Drive-thru COVID-19 testing sites at vehicle emissions inspection stations

Posted at 8:17 PM, Mar 30, 2020
and last updated 2020-04-01 07:14:20-04

GLEN BURNIE, Md (WMAR) — Monday, Gov. Larry Hogan announced new steps to fight the COVID-19 pandemic. Along with a stay at home order, several drive-thru testing sites will open across the state.

"We have reached a critical turning point," said Hogan. "Marylanders need to know that unfortunately we are only at the beginning of this crisis and it is going to get considerably worse before it gets better."

The new testing sites aim to stop the spread of the virus. With the number of cases and deaths on the rise, these sites will focus on at-risk patients, keeping them out of crowded emergency rooms and doctors offices to get them tested.

"We don’t want to waste these tests. We want to test when it’s really important to the individual and to the contract tracing that we’re doing in order to stop this spread," said Deputy Secretary of Health Fran Phillips.

In coordination with lots of state agencies, three Motor Vehicle Emissions Inspection stations will not serve as drive-thru testing stations beginning Wednesday. Their locations are in Glen Burnie, Bel Air and Waldorf. In addition, a screening and testing site is also opening up at Fedex Field in Prince George's County.

Glen Burnie and Waldorf will be open 10 a.m. to 2 p.m. on Monday, Wednesday and Friday, while Bel Air will open from 11 a.m. to 3 p.m. Monday, Wednesday, and Thursday. Anne Arundel County Health Department is open on Tuesdays and Thursday from 10 to 4.

But because testing availability is still so limited, there are several guidelines to be eligible for testing at these sites.

"I want to stress that the testing allotment in Maryland and across America is still limited and testing at these sites is strictly limited to those with a referral from their healthcare provider or doctor and how have an appointment to be tested," said Hogan.

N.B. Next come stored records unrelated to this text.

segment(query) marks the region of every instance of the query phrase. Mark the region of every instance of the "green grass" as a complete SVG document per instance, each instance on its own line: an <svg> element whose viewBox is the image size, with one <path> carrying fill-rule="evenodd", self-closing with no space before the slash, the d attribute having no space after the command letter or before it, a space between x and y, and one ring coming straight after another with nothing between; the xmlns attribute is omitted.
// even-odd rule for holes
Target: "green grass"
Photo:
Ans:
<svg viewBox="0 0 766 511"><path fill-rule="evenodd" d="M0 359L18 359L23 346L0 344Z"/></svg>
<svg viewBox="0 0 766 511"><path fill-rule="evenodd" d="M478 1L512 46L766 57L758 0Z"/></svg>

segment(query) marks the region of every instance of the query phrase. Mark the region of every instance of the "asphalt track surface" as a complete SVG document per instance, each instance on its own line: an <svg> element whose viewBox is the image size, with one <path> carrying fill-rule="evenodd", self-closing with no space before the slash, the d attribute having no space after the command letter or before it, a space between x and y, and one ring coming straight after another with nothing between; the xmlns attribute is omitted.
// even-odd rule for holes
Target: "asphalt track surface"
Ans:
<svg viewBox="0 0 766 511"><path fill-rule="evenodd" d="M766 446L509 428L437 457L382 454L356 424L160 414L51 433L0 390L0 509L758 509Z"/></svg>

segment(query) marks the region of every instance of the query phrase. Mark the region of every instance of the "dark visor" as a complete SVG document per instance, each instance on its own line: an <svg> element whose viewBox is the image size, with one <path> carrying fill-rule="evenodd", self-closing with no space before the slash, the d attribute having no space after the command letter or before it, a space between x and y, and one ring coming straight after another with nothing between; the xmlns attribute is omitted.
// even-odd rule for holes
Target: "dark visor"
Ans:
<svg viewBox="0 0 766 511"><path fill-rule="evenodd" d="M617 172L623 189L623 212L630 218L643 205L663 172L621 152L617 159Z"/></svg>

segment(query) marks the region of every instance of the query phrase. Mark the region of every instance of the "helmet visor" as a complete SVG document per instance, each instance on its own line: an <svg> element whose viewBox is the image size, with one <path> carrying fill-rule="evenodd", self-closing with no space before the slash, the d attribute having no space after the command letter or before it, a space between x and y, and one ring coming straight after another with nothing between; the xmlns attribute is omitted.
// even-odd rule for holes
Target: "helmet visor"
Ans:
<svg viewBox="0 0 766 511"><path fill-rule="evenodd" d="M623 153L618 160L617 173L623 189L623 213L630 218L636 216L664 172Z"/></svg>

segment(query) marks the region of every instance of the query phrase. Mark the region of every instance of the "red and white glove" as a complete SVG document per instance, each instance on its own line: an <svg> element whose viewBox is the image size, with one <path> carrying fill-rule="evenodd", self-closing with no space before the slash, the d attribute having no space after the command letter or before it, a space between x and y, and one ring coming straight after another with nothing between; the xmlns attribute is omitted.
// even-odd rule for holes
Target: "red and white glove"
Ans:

"This testing is for people with symptoms and people who are over 65, healthcare workers or first responders, people who live in group homes or people determined by their health care provider to be medically unstable," said Phillips.

Phillips said results are still taking longer than what's ideal. There's a backlog of tests at the labs because of a shortage of the raw ingredients needed to process them.

"The state lab has prioritized for urgently needed testing and that’s for hospitalized patients primarily and in these cluster investigations. Those are the ones that we prioritize our state lab to do that we can turn around in less than 24 hours," said Philliips.

There will be no charge for the test at any of these sites.